IO-Link システムには、標準化された配線、リモート設定、簡単なデバイス交換、高度な診断、リモート監視 、データの可用性の向上など、多くの利点と能力があります。これらの能力を組み合わせることで、こうなる:
- 全体的なコストの削減
- プロセス効率の増加
- 機械の稼働率の向上
- より高品質な出力
総合設備効率(OEE)の計算は、IO-Link デバイスからのデータによって支援される。この計算では、可用性、パフォーマンス、品質が考慮される。アベイラビリティは、総ランタイムを減少させるイベント、特に計画外の停止を考慮する。性能は、製造工程が動いているときの速度を考慮する。品質とは、許容基準を満たさない部品や製品のことで、廃棄や再加工が必要となり、時間を浪費する。
OEEを評価することで、製造オペレーションにおける無駄の原因について実用的な洞察が得られる。このような無駄を削減し、OEEを改善するには、非効率がいつどこで発生したかをセンサーレベルまで可視化する必要がある。IO-Link センサとインジケータからパフォーマンスとランタイムデータにアクセスすることは、OEE を計算し、機械、プロセス、人の効率を改善する方法を決定するために不可欠です。
IO-Linkによる運用コストの削減
IO-Link デバイスが運用のコスト効率向上に役立つ方法はたくさんあります。IO-Link デバイスはシリアル信号を送信するので、標準のシールドなし 3 ピン M12 ケーブルを使用できる。簡単に入手できるこれらのコードセットは、費用対効果に優れ、長さの違いだけで素早く取り付けられる。標準化されたケーブリングは、配線やピン配列のミスをなくし、設置時間を短縮します。

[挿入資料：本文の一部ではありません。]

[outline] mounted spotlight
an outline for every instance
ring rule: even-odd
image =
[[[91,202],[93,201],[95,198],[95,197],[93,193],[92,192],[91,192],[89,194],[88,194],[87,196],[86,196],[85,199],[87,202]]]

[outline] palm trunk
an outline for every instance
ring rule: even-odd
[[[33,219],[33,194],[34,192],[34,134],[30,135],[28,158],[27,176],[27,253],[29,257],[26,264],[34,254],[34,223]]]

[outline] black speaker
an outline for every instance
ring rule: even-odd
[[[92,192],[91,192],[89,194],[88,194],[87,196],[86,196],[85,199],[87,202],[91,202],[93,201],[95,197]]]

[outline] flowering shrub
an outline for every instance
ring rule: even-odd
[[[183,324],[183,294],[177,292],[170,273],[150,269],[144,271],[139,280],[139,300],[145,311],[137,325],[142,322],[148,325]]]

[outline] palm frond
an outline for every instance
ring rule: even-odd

IO-Link デバイスは、豊富な専門知識を必要とせず、簡単にデバイスを交換できるように設計されています。データ保存モードでは、センサデバイスの設定を IO-Link マスタのポートに保存することができます。センサーが損傷した場合、訓練を受けていないオペレーターでも、損傷したセンサーを新しいものとすぐに交換することができる。正しい機器構成が自動的にロードされ、新しいセンサーは準備完了です。マニュアルや設定資料、ファームウェアのアップデートは必要ない。
IO-Link技術によって可能になったもう1つのコスト削減策は、パッシブジャンクションブロックをスタック可能な省スペースIO-Linkハブに置き換えることである。この方法では、IO-Link 信号を 1 つのIO-Link マスタ に送り返すことで、接続を簡素化できます。このマスタは、1 つのイーサネット接続を介してすべての信号を集約し、制御盤に出力します。配線、コスト、設置、試運転にかかる時間、複雑さを軽減し、制御盤を小型化できる。制御盤までの何百本もの個別ケーブルを、6本のイーサネット・ケーブルで置き換えることができる。

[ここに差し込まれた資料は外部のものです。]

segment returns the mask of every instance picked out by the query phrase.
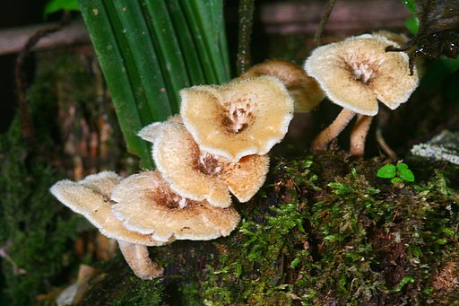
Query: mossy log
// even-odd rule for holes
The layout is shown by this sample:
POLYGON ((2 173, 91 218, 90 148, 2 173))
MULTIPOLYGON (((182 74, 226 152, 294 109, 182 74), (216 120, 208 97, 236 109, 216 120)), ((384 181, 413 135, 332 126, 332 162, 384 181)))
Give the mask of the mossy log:
POLYGON ((377 177, 394 161, 341 151, 273 162, 233 233, 152 248, 164 277, 121 257, 83 304, 411 305, 459 300, 457 166, 411 158, 413 183, 377 177))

既存のデバイスを使用しているユーザーは、センサを交換するコストをかけずにIO-Linkのメリットを得ることができます。BannerIO-Link コンバータ レガシーデバイスから信号を取り出し、IO-Link システムで使用できるように変更する。これによりオペレーターは、高価で複雑な機械を完全に改造することなく、センサーレベルのデータにアクセスできる。
プロセス効率と機械稼働率の向上につながる洞察
IO-Link デバイスは、データを通信・共有し、産業用ネットワーク上でシームレスに動作することができるため、機械の健全性、信頼性、生産性について深い洞察を得ることができます。
手始めに、IO-Link デバイスを使用して、制御システムソフトウェア を介してデバイスパラメータをリモートで読み取り、変更することができます。これにより、迅速な設定と試運転が可能になり、時間とリソースを節約できます。IO-Linkセンサは複数のレシピに対応し、製品の切り替え時など、必要に応じて制御システムから迅速かつ動的に変更することができます。例えば、異なる時間帯に異なるサイズの製品を生産するラインでは、センサーの距離しきい値を変更する必要があるが、これは遠隔操作で簡単に実現できる。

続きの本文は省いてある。